3) various non-personally-identifable anonymous information about the system configuration (version of Mac OS X, version of the Sophos product, what features are used, etc) is sent to Sophos.

All 3 items are covered by our license agreement during installation.

None of the information above is traceable to a user name or machine name or a specific person or organization. Obviously we receive the IP address of your machine, this is how the internet works. Although we do store this data, its used for data mining purposes that helps us understand how people are using the product.

Thanks for your reply, Bob.

But then how do you explain, for example, if I download a 1.28GB mail archive file from Google the SophosWebInteligence process receives AND sends 1.28GB according to my Mac's Activity Monitor / Network tab?

Surely this means exactly what I said earlier: every received byte (so yes, full content of a user's web access) goes back up through the Sophos servers? This is not just checksums and URLs.

It doesn't happen if I disable the Sophos Web Protection with the ON/OFF sliders.

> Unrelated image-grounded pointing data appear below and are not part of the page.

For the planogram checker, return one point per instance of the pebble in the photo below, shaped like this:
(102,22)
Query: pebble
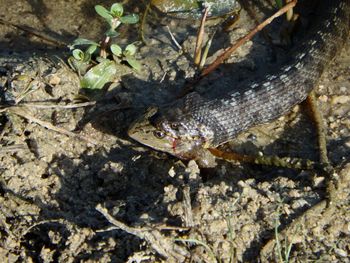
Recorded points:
(341,252)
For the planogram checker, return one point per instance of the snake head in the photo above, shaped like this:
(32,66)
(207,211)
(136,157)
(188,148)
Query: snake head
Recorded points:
(178,138)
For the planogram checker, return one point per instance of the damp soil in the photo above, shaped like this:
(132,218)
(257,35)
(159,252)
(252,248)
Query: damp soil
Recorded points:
(75,188)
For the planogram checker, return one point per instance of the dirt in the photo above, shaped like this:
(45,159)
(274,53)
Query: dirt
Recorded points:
(75,188)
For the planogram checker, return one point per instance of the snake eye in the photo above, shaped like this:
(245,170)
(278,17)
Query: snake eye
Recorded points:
(174,126)
(159,134)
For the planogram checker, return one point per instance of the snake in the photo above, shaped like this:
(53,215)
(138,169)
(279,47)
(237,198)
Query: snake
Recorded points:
(189,126)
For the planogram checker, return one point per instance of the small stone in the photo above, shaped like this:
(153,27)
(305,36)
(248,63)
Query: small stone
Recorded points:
(171,172)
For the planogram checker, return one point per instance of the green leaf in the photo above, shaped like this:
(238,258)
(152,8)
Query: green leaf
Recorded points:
(78,54)
(82,42)
(130,19)
(91,49)
(112,33)
(116,50)
(103,12)
(99,75)
(133,63)
(117,10)
(130,50)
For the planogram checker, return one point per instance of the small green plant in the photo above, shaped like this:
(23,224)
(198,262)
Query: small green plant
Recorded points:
(99,62)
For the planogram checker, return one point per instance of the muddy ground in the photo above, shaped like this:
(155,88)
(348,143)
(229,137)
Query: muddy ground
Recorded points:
(75,188)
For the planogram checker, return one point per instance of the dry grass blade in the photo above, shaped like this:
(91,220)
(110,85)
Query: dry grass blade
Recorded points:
(226,54)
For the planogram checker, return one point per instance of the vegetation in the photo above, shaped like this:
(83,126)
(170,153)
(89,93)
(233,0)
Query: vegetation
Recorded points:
(99,62)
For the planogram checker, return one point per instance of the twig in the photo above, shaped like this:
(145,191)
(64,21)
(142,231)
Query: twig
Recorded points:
(58,106)
(22,113)
(226,54)
(164,246)
(318,120)
(174,39)
(12,148)
(198,48)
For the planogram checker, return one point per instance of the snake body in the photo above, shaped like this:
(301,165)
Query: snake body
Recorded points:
(193,123)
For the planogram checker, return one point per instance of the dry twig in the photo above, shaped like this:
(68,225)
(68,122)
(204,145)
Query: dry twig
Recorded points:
(226,54)
(163,245)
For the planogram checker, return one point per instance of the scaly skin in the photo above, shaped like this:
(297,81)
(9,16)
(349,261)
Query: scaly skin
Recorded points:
(192,124)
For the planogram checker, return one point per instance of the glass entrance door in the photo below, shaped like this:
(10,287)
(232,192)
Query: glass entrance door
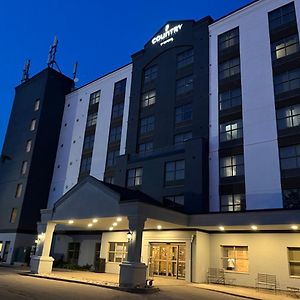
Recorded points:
(167,259)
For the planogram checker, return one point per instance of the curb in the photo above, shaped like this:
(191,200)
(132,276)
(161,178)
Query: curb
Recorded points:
(128,290)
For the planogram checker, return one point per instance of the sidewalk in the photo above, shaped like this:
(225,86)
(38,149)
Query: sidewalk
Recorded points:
(250,293)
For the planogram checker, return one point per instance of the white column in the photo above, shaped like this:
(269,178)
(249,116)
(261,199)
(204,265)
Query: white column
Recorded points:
(41,262)
(133,273)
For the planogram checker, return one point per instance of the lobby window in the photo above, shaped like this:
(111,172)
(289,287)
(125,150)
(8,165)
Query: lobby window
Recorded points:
(282,15)
(19,190)
(229,68)
(134,177)
(88,142)
(37,105)
(235,258)
(150,74)
(182,137)
(149,98)
(231,130)
(288,117)
(185,58)
(174,170)
(184,85)
(285,47)
(147,124)
(287,81)
(230,98)
(85,165)
(24,167)
(13,215)
(33,125)
(111,158)
(117,111)
(145,148)
(120,87)
(91,120)
(294,261)
(228,39)
(115,134)
(73,253)
(94,98)
(117,252)
(183,113)
(231,166)
(28,145)
(291,198)
(290,157)
(233,202)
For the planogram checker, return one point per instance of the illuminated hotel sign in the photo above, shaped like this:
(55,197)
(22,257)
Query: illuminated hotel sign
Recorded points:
(166,37)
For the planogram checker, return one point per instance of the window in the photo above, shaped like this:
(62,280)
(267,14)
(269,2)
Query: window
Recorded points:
(149,98)
(24,167)
(235,258)
(282,15)
(234,202)
(91,120)
(228,39)
(73,253)
(147,124)
(28,145)
(95,98)
(19,190)
(287,81)
(88,142)
(174,170)
(33,125)
(150,74)
(184,85)
(37,105)
(85,165)
(291,198)
(117,252)
(288,117)
(285,47)
(229,68)
(120,87)
(231,130)
(145,148)
(115,134)
(230,98)
(134,177)
(13,215)
(232,166)
(183,113)
(111,158)
(290,157)
(294,260)
(182,137)
(118,110)
(185,58)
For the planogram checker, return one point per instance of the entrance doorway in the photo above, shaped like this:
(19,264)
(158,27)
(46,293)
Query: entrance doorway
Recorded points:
(168,260)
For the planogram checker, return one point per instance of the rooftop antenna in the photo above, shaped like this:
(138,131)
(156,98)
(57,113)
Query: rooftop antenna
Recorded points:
(51,56)
(25,75)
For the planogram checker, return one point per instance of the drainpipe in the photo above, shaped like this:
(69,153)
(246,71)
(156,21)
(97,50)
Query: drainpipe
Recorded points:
(191,268)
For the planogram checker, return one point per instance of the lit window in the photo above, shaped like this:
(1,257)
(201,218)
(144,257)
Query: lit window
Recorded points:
(231,130)
(117,252)
(234,202)
(232,166)
(235,258)
(134,177)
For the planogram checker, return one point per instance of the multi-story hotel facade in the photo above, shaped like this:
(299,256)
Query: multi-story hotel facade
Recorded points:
(186,159)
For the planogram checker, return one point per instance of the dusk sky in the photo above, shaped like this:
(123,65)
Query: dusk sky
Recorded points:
(100,35)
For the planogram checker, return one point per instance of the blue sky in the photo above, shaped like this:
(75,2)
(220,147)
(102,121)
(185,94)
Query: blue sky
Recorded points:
(100,34)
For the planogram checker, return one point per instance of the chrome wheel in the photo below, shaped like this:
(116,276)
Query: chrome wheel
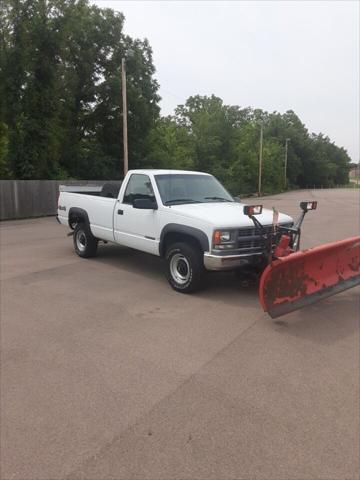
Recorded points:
(81,240)
(180,268)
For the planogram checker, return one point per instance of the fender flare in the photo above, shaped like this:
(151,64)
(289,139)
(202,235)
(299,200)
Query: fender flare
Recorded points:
(193,232)
(79,213)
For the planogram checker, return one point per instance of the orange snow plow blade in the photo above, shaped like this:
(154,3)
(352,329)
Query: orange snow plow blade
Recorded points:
(305,277)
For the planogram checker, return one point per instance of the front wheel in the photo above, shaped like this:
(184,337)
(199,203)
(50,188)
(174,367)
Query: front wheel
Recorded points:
(85,244)
(184,267)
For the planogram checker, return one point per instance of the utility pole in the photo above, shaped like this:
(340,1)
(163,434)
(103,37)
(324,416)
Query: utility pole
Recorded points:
(260,160)
(125,143)
(287,140)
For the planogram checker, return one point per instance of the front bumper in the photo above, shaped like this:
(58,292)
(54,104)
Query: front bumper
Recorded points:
(228,262)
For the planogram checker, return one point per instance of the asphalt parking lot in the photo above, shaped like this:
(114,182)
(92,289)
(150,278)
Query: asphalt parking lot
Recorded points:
(106,373)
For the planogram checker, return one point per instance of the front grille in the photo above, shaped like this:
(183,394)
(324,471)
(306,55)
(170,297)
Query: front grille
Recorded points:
(250,240)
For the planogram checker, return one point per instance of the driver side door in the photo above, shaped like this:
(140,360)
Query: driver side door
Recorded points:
(134,227)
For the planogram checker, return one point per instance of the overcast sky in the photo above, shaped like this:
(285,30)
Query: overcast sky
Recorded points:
(274,55)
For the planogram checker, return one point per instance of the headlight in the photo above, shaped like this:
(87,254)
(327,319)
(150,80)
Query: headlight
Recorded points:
(225,237)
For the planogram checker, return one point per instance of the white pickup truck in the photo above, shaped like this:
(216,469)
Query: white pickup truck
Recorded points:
(186,217)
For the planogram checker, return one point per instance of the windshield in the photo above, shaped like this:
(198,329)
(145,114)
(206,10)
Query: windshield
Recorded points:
(177,189)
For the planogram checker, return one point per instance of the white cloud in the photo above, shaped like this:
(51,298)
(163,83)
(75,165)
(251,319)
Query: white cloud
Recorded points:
(273,55)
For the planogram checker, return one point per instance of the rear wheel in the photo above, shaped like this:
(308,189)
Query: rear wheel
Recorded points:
(184,267)
(85,243)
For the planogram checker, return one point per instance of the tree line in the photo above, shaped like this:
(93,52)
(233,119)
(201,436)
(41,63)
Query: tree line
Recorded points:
(61,115)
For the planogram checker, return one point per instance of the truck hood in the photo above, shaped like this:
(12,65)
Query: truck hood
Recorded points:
(225,215)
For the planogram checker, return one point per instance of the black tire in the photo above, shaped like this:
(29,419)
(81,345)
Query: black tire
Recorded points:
(184,267)
(85,244)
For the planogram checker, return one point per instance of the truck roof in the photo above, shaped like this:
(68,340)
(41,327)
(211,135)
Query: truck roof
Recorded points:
(155,171)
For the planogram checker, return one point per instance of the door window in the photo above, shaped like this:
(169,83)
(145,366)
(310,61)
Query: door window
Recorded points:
(139,186)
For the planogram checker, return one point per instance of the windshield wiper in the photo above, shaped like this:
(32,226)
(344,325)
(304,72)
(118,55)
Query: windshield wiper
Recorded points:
(181,200)
(218,198)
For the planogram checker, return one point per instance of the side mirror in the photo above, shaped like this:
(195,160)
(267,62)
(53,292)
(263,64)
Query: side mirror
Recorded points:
(145,204)
(251,210)
(306,206)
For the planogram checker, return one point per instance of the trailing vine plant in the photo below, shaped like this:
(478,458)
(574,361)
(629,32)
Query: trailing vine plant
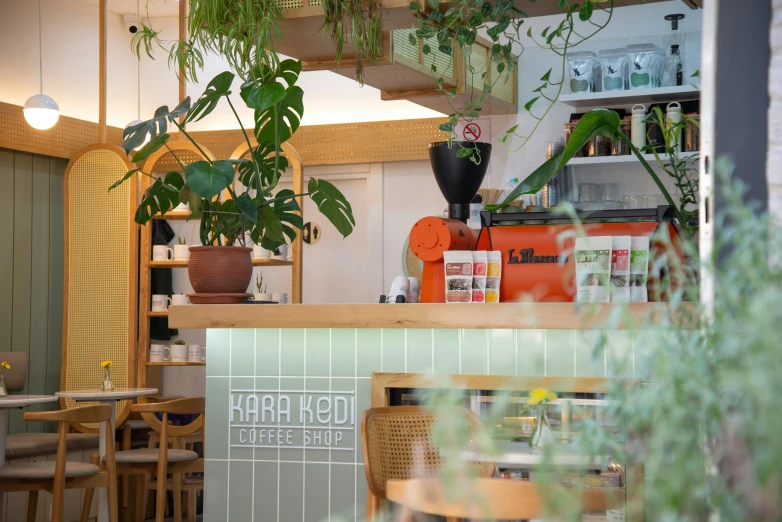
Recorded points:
(502,22)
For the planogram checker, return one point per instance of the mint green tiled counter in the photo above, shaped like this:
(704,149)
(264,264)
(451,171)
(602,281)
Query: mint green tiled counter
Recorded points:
(296,481)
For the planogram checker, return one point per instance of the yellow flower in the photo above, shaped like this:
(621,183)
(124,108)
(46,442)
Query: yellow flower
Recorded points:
(539,395)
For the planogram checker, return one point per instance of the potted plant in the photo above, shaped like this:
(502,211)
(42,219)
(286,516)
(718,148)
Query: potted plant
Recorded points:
(261,295)
(222,265)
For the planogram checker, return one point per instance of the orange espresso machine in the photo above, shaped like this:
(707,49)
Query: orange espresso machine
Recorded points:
(536,247)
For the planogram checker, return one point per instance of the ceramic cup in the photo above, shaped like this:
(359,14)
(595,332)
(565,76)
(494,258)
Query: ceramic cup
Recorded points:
(196,353)
(181,252)
(160,302)
(281,252)
(179,299)
(162,253)
(159,353)
(178,353)
(261,253)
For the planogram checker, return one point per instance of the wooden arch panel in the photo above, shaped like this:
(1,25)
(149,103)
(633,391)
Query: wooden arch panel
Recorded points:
(101,251)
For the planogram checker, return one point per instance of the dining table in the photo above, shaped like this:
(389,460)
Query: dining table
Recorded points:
(7,403)
(109,397)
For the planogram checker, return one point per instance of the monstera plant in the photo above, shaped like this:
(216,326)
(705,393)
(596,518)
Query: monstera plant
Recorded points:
(268,217)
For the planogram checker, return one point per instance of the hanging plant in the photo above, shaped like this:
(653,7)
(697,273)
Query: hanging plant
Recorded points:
(361,22)
(502,21)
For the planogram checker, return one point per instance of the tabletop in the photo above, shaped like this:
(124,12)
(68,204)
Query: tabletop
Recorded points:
(518,455)
(20,401)
(102,395)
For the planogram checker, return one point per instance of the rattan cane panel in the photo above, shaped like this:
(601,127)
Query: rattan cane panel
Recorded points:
(98,274)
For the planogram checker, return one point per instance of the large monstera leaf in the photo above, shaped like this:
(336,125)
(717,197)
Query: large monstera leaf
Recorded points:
(270,170)
(277,220)
(135,135)
(333,205)
(160,197)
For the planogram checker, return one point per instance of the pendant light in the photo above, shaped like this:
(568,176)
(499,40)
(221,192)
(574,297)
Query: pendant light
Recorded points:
(41,111)
(138,88)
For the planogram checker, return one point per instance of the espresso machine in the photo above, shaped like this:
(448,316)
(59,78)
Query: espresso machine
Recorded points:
(536,247)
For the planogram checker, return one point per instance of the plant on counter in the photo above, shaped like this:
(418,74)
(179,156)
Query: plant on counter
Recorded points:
(502,21)
(604,122)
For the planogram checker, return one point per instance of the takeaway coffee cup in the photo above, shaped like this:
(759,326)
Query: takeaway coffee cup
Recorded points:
(196,353)
(160,303)
(178,299)
(162,253)
(159,353)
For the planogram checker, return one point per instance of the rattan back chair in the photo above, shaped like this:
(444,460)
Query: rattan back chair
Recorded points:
(397,444)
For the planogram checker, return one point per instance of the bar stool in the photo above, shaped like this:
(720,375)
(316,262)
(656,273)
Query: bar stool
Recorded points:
(60,475)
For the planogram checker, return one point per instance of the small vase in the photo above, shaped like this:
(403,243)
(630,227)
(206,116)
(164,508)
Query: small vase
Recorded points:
(542,436)
(107,386)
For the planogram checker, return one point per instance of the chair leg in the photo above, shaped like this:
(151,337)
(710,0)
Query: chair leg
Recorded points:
(192,498)
(141,497)
(32,505)
(177,478)
(89,492)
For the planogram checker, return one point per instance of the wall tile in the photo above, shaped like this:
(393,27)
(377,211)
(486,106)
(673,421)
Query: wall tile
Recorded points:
(502,352)
(446,351)
(242,351)
(267,351)
(292,352)
(590,353)
(560,355)
(265,492)
(368,351)
(419,350)
(317,353)
(291,490)
(531,352)
(393,350)
(215,490)
(475,352)
(218,347)
(343,492)
(316,492)
(343,352)
(240,473)
(217,413)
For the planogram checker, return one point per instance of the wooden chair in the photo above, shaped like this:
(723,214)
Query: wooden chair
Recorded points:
(488,499)
(60,475)
(397,444)
(164,460)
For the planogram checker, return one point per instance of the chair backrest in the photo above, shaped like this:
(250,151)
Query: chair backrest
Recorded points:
(397,444)
(15,378)
(494,499)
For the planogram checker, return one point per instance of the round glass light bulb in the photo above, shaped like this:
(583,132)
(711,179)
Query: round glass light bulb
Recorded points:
(146,138)
(41,112)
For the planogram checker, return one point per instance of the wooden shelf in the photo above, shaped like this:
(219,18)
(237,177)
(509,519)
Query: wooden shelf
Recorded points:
(172,363)
(630,158)
(169,264)
(272,262)
(630,97)
(506,315)
(174,215)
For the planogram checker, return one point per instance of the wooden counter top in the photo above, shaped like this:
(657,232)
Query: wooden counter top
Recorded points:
(506,315)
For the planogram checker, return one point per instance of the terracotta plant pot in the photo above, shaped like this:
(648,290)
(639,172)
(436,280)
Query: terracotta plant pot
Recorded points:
(220,270)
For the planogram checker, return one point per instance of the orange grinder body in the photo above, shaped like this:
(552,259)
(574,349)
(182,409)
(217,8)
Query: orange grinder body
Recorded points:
(429,238)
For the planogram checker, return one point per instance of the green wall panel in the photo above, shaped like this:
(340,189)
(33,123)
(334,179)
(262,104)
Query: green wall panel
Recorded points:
(31,270)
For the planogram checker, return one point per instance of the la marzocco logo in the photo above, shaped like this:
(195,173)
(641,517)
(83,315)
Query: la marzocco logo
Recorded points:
(527,255)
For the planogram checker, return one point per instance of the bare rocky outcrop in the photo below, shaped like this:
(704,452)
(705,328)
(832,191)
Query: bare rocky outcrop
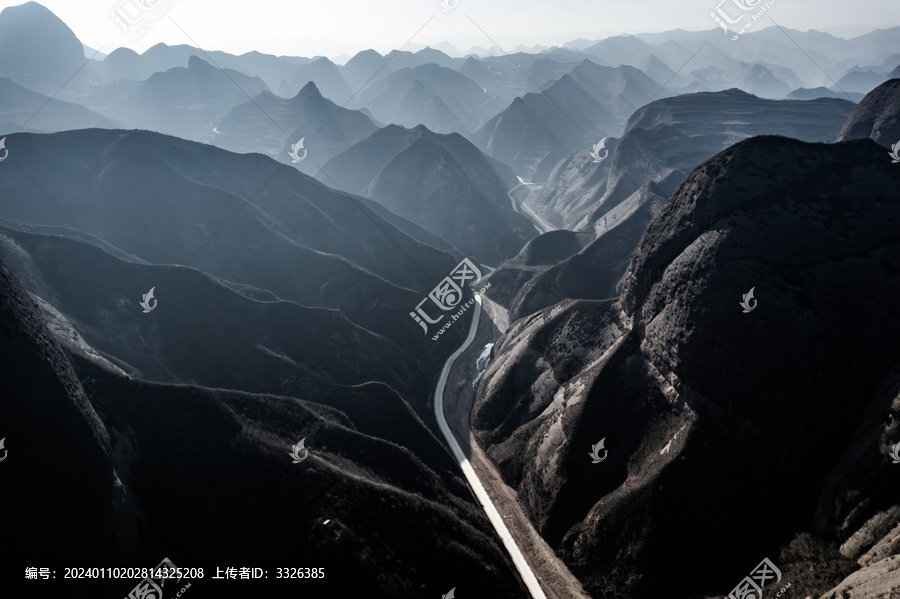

Perhaps this is not what is intended, but it's what happens.

---

Peter9 wrote:

But then how do you explain, for example, if I download a 1.28GB mail archive file from Google the SophosWebInteligence process receives AND sends 1.28GB according to my Mac's Activity Monitor / Network tab?

---

The network flow without our Web Protection feature enabled looks like this:   Internet (say google.com) -> browser

The network flow with Web Protection enabled looks like this:   Internet (say google.com) -> WebIntelligence -> browser

We receive 1.28GB from the Internet then send 1.28GB to your browser. Your browser will receive 1.28GB from us.

Wireshark is an excellent tool to show you what data is actually going in and out of your machine.

Thanks Bob.

That makes it clearer now what's happening and what OSX Activity Monitor Networking is actually showing me in the summary & graph at the bottom (which isn't what's going in and out of my computer but just a sum of all the ins and outs for all processes - and that isn't very useful at all, as processes like SophosWebIntelligence are middle men sending to other processes).

Thanks for your quick responses too. 

Thanks for explaining things in this thread. Follow up question however...

I've had browsers open in the background, but nothing running - just static pages...and I walk away for 8 hours with SophosWebIntelligence at around 50k/50k... Can you explain why then when I come back to my computer several hours later, over a gig of data has not only been shown as processed incoming but OUTGOING as well via the process?

Again, there's nothing happening on my computer in the web browsers.

Naturally WireShark is going up next but just wanted to inquire as to this behavior.

---

damienthorne wrote:

I've had browsers open in the background, but nothing running - just static pages...and I walk away for 8 hours with SophosWebIntelligence at around 50k/50k... Can you explain why then when I come back to my computer several hours later, over a gig of data has not only been shown as processed incoming but OUTGOING as well via the process?

---

I can't explain it, although I can assure you that we aren't sending out any data that didn't originate from a web browser (or something that acts like one - curl, wget, and telnet all end up going through our daemon). Let me know how you get on with WireShark, I'm curious about the results. Be sure to watch for all TCP traffic that is destined for something not on the loopback address 127.0.0.1.